Silver Shield: Mason’s Full-Service Police Department Marks 25 Years
Posted: January 17, 2006 at 1:00 am, Last Updated: November 30, -0001 at 12:00 am
For George Mason’s Police Department, safety on the campuses is the number one priority.
On any given night on Mason’s three busy campuses, the phone for the university escort service might ring. The call could be from a student who studied too late in the library or a staff member who worked past dark on a new project, and their cars are parked in a far corner of a distant lot. The escort service provided by University Police ensures that no matter what time of day or night it is, no one ever has to walk alone if they feel unsafe.
Safety is the number one priority for the George Mason University Police Department, which gets about 200 to 250 calls per year for the escort service. The escorts are only one of the services provided by the full-service department, which includes an investigations unit, specially trained detectives and a patrol division. The department has been serving the community for 25 years and will celebrate this milestone on Friday.
Chief Michael Lynch
“I think we’ve got one of the premier police departments in the nation,” says Chief Michael Lynch, and the statistics back him up. Out of approximately 18,000 police departments in the nation-including large city, county and other university police departments-Mason’s force is one of 730 (and one of only 35 university departments) that are accredited by the Commission on Accreditation for Law Enforcement Agencies. Only two other university departments in Virginia share this honor: the University of Richmond and Virginia Tech.
The department also sets an example statewide. The Virginia Crime Commission recently came out with the report “Best Practices in Campus Law Enforcement,” in which they recommended about two dozen practices for campus police. University Police already has instituted nearly all those practices.
Safety on Campus
Between two and six officers patrol each of Mason’s campuses by car, by bicycle or on foot on any given day. The department is also responsible for the security of all buildings on campus.
According to the department’s annual security report, alcohol and drug-related offenses were the most reported incidents on campus, followed by theft of personal property and vehicles. Mason has had very little violent crime – in the six years that Lynch has been chief, only two armed robberies have occurred. There has never been a homicide on a Mason campus.
Throughout its history, the department has grown not only in personnel, but also in safety and crime prevention programs. Perhaps most notable is the rape aggression defense (RAD) classes for women, a free service offered at least once a semester depending on demand. The class teaches university-affiliated women how to defend themselves against attackers and works to educate and empower approximately 100 women each year.
One of the Police Department’s public service activities is the rape aggression defense (RAD) class, which is offered for free each semester.
Creative Services photos
Another program that helps keep Mason safe is the intricate call box system installed around the Fairfax Campus in the early 1980s.
“Before everyone had a personal telephone on them, call boxes used to be a security necessity,” says Lynch, who acknowledges that now the boxes serve a different purpose for campus safety. “Now they are a security convenience, but they are not what we rely on as emergency police notification.”

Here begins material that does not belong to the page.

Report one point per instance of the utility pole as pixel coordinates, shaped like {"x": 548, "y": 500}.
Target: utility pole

To ensure that the 20-year-old call boxes still work, the department participates once a semester in University Life’s Nightwalk program. During this event, students, police officers and members of Physical Plant divide the campus into sections and patrol the areas looking for disabled call boxes, poorly lit areas and other safety concerns.
The Challenges and Rewards of Being a Campus Cop
Lynch believes a unique aspect of working for a university police department is the population served. “Not only do we have some 120 countries represented here, but we have lots of highly educated people from all over the world. We’ve also got young adults away from home for the first time at the most exciting time of their life.”
The police department’s mission coincides with the university’s mission: “We hope to help students get through the university, succeed, get a diploma and go out and rule the world,” Lynch says.
Fulfilling that mission, however, is not without its challenges. The department’s biggest challenge seems to be overcoming the stereotype of campus security – the fat guy with the key chain knocking on doors. Few people realize that the department is just like any city department, says Lynch. “We still get asked, ‘Are you a real police department?’ They don’t see us as an independent, full-service department.”
Another challenge, according to Lynch, is one not limited to just campus police departments, but to all officers. Living in a post-9/11 world has changed the way officers do their jobs. Faced with high security measures, terrorist threats and general fear, police officers have to be extra careful to deal with such sensitive issues.
“We have a lot to lose sleep over here at the university. There is so much stuff that could happen,” says Lynch. “We’ve been very fortunate here at Mason. We’re either very, very good or very, very lucky. So far, we’re doing very well here – the whole system is helping to foresee problems and address them before they hurt anybody.”